Ultimately, without a broad range of the early work of John Brocas to examine, we cannot know what influence he had on Boston’s furniture makers. Nevertheless, this high chest made at the end of his life represents an unusual opportunity to investigate the work of a cabinetmaker who had to navigate stylistic changes as well as technical developments in his craft to satisfy his clients, while continuing to work efficiently at his trade. We are now able to appreciate the work of this early American furniture maker whose life was known, but whose art was a mystery before this exciting discovery.

1. Brocas was a fully trained craftsman when he came to Boston; Benno Forman credited Brocas as introducing the William and Mary chest to the city. See Benno M. Forman “The Chest of Drawers in America, 1635-1730: The Origins of the Joined Chest of Drawers,” Winterthur Portfolio 20, no. 1 (Spring 1985): 21–26. See Edward S. Cooke Jr., “Newest Fashion Case Furniture in Boston, 1690-1725: A Transatlantic View,” p. 38, for a contemporary consideration of early eighteenth-century Boston cabinetmakers in Brock Jobe and Gerald W. R. Ward, ed., Boston Furniture 1700-1900 (Colonial Society of Massachusetts, 2016).

2. The graphite inscriptions were likely added either by Brocas or by the japanner when it entered his shop. A japanned Boston high chest is similarly inscribed on the back of the drawers with the name of the maker, John Pimm. Nancy E. Richards and Nancy Goyne Evans, New England Furniture at Winterthur: Queen Anne and Chippendale Periods (Winterthur Museum, 1997), cat. no. 160, pp. 307-310.

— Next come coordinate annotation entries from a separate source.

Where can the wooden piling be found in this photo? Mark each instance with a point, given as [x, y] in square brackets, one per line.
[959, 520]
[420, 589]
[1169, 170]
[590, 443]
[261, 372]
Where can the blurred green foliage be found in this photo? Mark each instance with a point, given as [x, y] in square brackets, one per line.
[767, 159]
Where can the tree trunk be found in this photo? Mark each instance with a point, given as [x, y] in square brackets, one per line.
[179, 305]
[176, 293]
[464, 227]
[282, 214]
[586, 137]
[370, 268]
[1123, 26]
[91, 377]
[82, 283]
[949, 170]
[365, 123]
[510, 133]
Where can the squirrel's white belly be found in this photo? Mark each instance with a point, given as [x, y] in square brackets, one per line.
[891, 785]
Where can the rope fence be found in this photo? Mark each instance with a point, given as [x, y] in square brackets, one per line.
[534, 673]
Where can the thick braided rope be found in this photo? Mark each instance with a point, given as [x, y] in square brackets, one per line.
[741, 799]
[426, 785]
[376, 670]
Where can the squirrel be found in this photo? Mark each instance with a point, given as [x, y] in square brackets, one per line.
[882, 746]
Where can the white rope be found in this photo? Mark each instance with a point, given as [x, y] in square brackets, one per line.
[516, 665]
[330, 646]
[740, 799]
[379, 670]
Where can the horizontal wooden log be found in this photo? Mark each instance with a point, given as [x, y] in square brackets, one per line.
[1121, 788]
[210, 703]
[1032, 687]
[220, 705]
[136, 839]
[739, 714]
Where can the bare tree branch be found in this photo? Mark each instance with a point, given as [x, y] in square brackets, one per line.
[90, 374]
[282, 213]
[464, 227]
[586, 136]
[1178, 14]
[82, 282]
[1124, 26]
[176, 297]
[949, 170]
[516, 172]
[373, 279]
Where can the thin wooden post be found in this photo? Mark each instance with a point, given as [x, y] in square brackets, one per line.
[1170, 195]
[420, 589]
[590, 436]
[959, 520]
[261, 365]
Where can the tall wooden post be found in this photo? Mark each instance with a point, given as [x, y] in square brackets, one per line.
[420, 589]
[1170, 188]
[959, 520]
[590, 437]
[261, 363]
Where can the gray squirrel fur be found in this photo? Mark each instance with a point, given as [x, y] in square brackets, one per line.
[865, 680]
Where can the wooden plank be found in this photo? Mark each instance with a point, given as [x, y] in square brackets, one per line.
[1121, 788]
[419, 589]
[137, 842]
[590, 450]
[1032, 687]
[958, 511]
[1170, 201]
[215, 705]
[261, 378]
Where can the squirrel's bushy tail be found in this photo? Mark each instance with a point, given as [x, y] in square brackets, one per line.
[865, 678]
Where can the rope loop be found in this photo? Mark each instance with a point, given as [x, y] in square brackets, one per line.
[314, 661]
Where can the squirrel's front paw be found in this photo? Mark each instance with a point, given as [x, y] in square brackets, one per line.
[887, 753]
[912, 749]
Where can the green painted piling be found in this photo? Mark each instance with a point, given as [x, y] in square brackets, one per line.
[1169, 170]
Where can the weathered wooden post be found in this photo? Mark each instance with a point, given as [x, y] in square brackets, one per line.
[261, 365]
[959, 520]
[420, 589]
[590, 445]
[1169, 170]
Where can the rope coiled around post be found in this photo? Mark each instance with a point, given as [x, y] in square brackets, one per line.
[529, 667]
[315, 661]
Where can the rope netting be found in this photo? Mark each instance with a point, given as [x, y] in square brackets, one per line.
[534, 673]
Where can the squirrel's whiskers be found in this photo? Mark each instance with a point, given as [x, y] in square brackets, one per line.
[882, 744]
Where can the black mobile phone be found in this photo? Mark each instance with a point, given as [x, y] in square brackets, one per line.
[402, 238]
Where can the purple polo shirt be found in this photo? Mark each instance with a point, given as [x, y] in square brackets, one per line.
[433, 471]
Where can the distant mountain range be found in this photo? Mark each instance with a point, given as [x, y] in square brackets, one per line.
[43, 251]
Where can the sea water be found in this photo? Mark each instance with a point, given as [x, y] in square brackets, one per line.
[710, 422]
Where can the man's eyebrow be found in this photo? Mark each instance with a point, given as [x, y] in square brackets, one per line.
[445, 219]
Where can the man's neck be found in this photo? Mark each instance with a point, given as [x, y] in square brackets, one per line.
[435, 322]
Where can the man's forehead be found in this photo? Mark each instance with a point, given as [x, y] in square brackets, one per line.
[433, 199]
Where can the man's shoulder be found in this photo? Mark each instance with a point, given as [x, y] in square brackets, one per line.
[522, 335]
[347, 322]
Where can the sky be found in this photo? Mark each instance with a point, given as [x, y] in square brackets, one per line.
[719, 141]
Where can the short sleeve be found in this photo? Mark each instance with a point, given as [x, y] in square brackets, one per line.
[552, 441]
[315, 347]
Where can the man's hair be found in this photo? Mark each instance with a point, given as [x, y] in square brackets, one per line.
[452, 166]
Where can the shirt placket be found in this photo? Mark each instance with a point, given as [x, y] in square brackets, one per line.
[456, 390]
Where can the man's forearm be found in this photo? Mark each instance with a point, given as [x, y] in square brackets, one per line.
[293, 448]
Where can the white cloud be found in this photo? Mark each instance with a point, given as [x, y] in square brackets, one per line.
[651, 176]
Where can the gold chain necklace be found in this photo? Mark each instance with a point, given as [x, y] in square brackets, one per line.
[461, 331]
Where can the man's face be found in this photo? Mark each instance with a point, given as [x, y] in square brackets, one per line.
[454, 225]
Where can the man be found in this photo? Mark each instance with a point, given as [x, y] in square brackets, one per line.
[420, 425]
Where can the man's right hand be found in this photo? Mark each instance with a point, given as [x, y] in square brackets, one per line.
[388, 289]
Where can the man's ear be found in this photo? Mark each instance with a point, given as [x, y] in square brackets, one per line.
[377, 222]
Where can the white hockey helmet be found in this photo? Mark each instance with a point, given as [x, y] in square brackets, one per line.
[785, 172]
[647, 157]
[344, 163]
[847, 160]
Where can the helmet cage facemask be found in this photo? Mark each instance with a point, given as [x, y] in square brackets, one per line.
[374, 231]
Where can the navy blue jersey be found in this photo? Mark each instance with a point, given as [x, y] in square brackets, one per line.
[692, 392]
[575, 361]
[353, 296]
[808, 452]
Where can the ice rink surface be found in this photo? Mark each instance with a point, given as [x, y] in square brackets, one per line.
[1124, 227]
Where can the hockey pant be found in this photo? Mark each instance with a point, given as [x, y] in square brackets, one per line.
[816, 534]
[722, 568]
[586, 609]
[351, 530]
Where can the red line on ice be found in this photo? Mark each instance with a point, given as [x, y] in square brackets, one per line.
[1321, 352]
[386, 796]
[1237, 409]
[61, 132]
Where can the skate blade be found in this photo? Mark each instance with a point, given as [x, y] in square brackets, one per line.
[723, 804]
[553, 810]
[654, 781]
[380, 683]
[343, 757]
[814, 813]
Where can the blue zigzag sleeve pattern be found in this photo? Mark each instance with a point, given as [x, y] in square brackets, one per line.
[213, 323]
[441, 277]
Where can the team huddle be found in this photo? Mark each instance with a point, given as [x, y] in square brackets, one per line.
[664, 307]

3. For the most recent investigation of japanning in Boston, see Tara Cederholm and Christine Thomson, “‘Tortoiseshell & Gold’: Robert Davis and the Art of Japanning in Eighteenth-Century Boston,” Brock Jobe and Gerald Ward, eds., Boston Furniture, 1700-1900 (Boston: Colonial Society of Massachusetts, 2016). This article can also be accessed online: 


4. The Dietrich high chest was sold at F. O. Bailey, Portland, Maine, July 19, 1977. It sold again at Christie’s, New York, May 5, 1979. The chest’s provenance prior to the early twentieth century is unknown. 


5. Adam Bowett, English Furniture, 1660–1714: From Charles II to Queen Anne (Woodbridge, Suffolk: Antique Collectors’ Club, 2002),  49. Bowett refers to these details as “first-phase” construction, dating from 1670–1700. The double-bead moulding was commonly used after 1700.

6. Cederholm and Thomson, 61-63. Correspondence between Tara Cederholm and Chris Storb, June 2020.